Rhoades is helping Brian and Jesus learn counting as part of a South Rowan FFA program in which high schoolers tutor China Grove Elementary students who don’t natively speak English.

The program recently earned one of its founders, South Rowan senior Jessica Skinner, the FFA’s national H.O. Sargent scholarship for diversity.

Tara Runion, the program’s co-founder, won the H.O. Sargent scholarship last year at the state level.

Skinner said the idea formed when students noticed communication barriers at their own school as the non-English-speaking population increased.

“There were a lot of students beginning to enroll with diverse backgrounds,” she said. “We weren’t able to communicate with each other, and it was causing problems.”

The South Rowan students already participated in PALS, a program aimed at teaching first-graders about agriculture. Language barriers made it difficult for many to complete classroom and homework assignments.

The high school students figured if they could help the children overcome those barriers early, the children, their teachers and peers would benefit later.

That’s also the idea behind the Rowan-Salisbury school system’s English for Students of Other Languages program. Rosemary Leech and Ellen Huffman teach in the program at China Grove Elementary.

The two teach students from every grade at the school in all subjects, pulling them from regular classes to strengthen their English skills, or to begin developing those skills.

“I’ve got a first-grader who just recently came who didn’t speak a word of English,” Huff said. “It’s basically like taking a newborn through the language process in a much shorter period of time.”

And though many Hispanics are moving to this area, Spanish is not the only language they help children make the transition from to English.

“At first, I thought they all would be Spanish and I would need to teach my students Spanish,” said David Cress, an FFA instructor at South Rowan. “But when we got there, we quickly learned there are lots of other nationalities who need our help as well.”

Thirteen languages are spoken at the school, including Portuguese, Ukwuani, Tagalog and Bosnian.

Some children have come with parents seeking good jobs. Some are sponsored by churches. And some, says Leech, are refugees from war-torn countries like Bosnia.

“They’re very eager to learn, and their parents want them to learn,” Leech said. “But I’ve found them to be shyer than the others.”

The teachers set aside time to help students with specific needs, such as homework assignments, but most teaching is done in groups, Leech said.

The South Rowan students — 28 this year, tutoring 34 children — help by giving them more intensive, often one-on-one, instruction.

“It gives them a chance to open up more,” Huff said. “They’re very intimidated in a large class.”

And the children look forward to the time spent with their high-school tutors, with whom they often forge personal bonds, she said. But it wasn’t always that way.

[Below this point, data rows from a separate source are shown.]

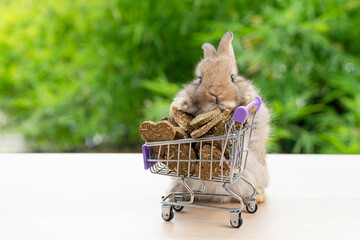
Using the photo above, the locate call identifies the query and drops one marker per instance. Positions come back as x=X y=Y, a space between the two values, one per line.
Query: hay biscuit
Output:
x=202 y=169
x=203 y=118
x=205 y=128
x=182 y=119
x=160 y=131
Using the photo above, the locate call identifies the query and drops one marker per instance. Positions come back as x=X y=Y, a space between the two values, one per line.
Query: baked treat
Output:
x=181 y=119
x=205 y=128
x=202 y=169
x=203 y=118
x=161 y=131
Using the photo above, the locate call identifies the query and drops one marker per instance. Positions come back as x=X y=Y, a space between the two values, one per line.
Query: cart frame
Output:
x=232 y=143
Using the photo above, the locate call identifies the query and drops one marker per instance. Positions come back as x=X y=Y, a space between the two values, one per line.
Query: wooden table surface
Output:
x=110 y=196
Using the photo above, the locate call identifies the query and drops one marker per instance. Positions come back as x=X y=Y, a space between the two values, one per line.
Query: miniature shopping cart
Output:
x=237 y=135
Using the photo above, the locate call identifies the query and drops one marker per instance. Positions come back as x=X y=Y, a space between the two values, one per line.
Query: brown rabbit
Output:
x=218 y=85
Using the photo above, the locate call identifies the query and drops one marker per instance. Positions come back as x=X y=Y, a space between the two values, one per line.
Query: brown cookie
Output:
x=202 y=169
x=182 y=119
x=205 y=128
x=160 y=131
x=203 y=118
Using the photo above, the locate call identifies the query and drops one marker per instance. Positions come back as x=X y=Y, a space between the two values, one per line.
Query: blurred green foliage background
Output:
x=82 y=75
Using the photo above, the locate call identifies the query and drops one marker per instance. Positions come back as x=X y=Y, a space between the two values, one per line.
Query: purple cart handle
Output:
x=146 y=156
x=241 y=113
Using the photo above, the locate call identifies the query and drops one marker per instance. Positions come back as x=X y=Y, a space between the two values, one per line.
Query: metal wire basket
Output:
x=177 y=158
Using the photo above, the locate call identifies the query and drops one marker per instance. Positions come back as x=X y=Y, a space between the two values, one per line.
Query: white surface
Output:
x=110 y=196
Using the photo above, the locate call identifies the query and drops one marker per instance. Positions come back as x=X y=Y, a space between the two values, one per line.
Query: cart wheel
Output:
x=178 y=208
x=168 y=216
x=251 y=207
x=236 y=223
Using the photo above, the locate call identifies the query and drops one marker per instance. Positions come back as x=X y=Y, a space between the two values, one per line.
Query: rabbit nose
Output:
x=215 y=91
x=215 y=94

“It took awhile to get them to realize we were there to help them,” Skinner said. “But once trust was built, it became easier for them to accept us.”

Now, the children get excited on Tuesday afternoons, when the tutors are scheduled to come. When Skinner walked into the library one recent Tuesday, Jammie Southammavons ran to hug her.

Jammie, a kindergarten student whose parents are from Thailand and Laos, speaks English well but has difficulty comprehending, Leech said.

Skinner helps with shapes and colors, holding up cards and letting Jammie identify a splash of “blue” and a pink “heart.”

Each child has different needs, Leech said. And each child’s teacher decides how the tutor will help.

That could mean identifying shapes, naming the colors of balls used to make Christmas ornaments or even counting wooly white sheep.

But the best benefit, for the tutor and the student, Leech and Skinner agree, is the person on the other side of the flashcards.